Dès le début de sa carrière professionnelle, Boulez s'est découvert un talent d'organisateur hors pair. En 1946, il prend le poste de directeur musical du théâtre parisien Marigny (The'a ^ tre Marigny), dirigé par le célèbre acteur et metteur en scène Jean-Louis Barraud. En 1954, sous les auspices du théâtre, Boulez, avec German Scherkhen et Piotr Suvchinsky, fonde l'organisation de concerts "Domaine musical" ("Le Domaine de la musique"), qu'il dirige jusqu'en 1967. Son objectif est de promouvoir l'ancien et le la musique moderne, et l'orchestre de chambre Domain Musical est devenu un modèle pour de nombreux ensembles interprétant de la musique du XNUMXe siècle. Sous la direction de Boulez, puis de son élève Gilbert Amy, l'orchestre du Domaine Musical a enregistré sur disques de nombreuses œuvres de nouveaux compositeurs, de Schoenberg, Webern et Varese à Xenakis, Boulez lui-même et ses associés.

Depuis le milieu des années soixante, Boulez a intensifié ses activités de chef d'opéra et de symphonie de type « ordinaire », non spécialisé dans l'interprétation des musiques anciennes et modernes. En conséquence, la productivité de Boulez en tant que compositeur a considérablement diminué et, après le «Rituel», elle s'est arrêtée pendant plusieurs années. L'une des raisons en est, avec le développement d'une carrière de chef d'orchestre, le travail intensif sur l'organisation à Paris d'un grandiose centre de musiques nouvelles – l'Institut de Recherches Musicales et Acoustiques, l'IRCAM. Dans les activités de l'Ircam, dont Boulez a été directeur jusqu'en 1992, deux directions cardinales se dégagent : la promotion des musiques nouvelles et le développement des technologies de haute synthèse sonore. La première action publique de l'institut fut un cycle de 70 concerts de musique du 1977e siècle (1992). À l'institut, il y a un groupe d'interprétation "Ensemble InterContemporain" ("Ensemble International de Musique Contemporaine").
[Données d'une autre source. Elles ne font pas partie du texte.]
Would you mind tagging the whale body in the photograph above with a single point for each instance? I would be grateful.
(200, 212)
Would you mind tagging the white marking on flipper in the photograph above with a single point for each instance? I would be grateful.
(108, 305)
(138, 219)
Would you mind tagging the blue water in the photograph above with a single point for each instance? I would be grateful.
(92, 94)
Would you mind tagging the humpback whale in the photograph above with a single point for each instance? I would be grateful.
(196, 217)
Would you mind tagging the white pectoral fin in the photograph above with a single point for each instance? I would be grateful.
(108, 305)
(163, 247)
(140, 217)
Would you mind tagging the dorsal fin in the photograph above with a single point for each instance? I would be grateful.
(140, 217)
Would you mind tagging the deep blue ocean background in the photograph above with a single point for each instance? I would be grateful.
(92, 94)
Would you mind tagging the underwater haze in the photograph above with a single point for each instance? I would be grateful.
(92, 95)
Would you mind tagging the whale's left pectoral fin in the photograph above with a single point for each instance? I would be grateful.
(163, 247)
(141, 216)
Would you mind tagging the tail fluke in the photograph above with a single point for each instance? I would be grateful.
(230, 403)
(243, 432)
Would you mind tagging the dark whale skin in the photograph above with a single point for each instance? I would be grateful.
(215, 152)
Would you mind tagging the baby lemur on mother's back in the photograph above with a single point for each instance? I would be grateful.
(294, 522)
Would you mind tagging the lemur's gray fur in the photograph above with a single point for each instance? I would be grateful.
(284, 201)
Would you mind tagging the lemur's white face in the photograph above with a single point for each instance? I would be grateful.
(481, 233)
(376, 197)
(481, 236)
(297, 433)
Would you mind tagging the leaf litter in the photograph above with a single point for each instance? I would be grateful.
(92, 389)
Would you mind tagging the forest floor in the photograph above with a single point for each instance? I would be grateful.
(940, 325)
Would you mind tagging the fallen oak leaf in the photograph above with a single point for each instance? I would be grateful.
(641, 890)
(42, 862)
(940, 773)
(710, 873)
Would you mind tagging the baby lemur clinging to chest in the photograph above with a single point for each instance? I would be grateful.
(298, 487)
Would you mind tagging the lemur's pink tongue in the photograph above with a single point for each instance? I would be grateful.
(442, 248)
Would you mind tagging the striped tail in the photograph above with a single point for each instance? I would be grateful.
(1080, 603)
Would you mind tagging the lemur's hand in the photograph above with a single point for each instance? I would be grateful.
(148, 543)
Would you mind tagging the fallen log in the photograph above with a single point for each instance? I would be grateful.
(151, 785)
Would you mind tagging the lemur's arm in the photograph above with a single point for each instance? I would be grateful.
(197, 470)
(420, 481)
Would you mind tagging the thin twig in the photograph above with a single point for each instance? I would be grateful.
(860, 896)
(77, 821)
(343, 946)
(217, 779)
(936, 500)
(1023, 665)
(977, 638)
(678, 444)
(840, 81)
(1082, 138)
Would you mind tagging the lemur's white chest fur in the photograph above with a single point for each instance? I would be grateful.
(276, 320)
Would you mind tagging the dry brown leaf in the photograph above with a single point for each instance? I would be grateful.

À différentes époques, l'ensemble a été dirigé par différents chefs (depuis 1982, l'Anglais David Robertson), mais c'est Boulez qui en est le directeur artistique informel ou semi-formel généralement reconnu. Le socle technologique de l'Ircam, qui comprend des équipements de synthèse sonore de pointe, est mis à la disposition des compositeurs du monde entier ; Boulez l'a utilisé dans plusieurs opus, dont le plus significatif est « Responsorium » pour ensemble instrumental et sons synthétisés sur ordinateur (1990). Dans les années XNUMX, un autre projet Boulez de grande envergure est mis en œuvre à Paris - le concert, le musée et le complexe pédagogique de la Cité 'de la musique. Beaucoup pensent que l'influence de Boulez sur la musique française est trop grande, que son IRCAM est une institution de type sectaire qui cultive artificiellement une musique scolastique qui a depuis longtemps perdu de sa pertinence dans d'autres pays. De plus, la présence excessive de Boulez dans la vie musicale de la France explique le fait que les compositeurs français modernes qui n'appartiennent pas au cercle boulézien, ainsi que les chefs d'orchestre français de la moyenne et de la jeune génération, ne réussissent pas à faire une solide carrière internationale. Mais quoi qu'il en soit, Boulez est suffisamment célèbre et autoritaire pour, ignorant les attaques critiques, continuer à faire son travail, ou, si vous préférez, poursuivre sa politique.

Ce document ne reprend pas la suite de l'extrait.